Former United States president Bill Clinton today held talks with the two front runners for the March 20 presidential election in Haiti.
Clinton, who is making a one-day visit to the earthquake battered country is reported to have discussed the plans of the two candidates for the reconstruction of the poorest nation in the hemisphere that was hit by the powerful 7.0 earthquake on January 12 last year, killing an estimated 300,000 people and leaving more than a million others homeless.
The meeting with the former first lady Mirlande Manigat and the popular musician Micgael Martelly was held behind closed doors.
Clinton, the special U.N. envoy to Haiti, who also co-chairs the Interim Haiti Reconstruction Commission and Prime Minister Jean-Max Bellerive are scheduled to host a news conference later on Tuesday.
Meanwhile, the cholera outbreak that has killed nearly 4,000 people since October 2010 has not been suppressed despite billions of dollars in promised aid, according to a report by Haitian and US researchers.
The report says more than a third of people made homeless by the earthquake still do not have access to clean water, and a quarter still do not have a toilet.
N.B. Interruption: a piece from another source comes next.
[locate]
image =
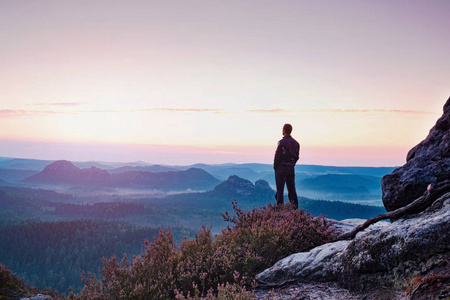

The report, by New York’s City University, is based on a survey by Haitian sociologists. It says aid agencies have failed to address the real causes of the cholera outbreak – including widespread poverty and unemployment that was endemic before last January’s earthquake.
The new study says the international community and the Haitian government failed to capitalise on the movement of people out of the capital Port au Prince in the immediate aftermath of the earthquake.
It says there was an opportunity at that time to undo the mistakes of the past including “failed neo liberal development policies that swelled the population of shanty towns of the capital”. (CMC)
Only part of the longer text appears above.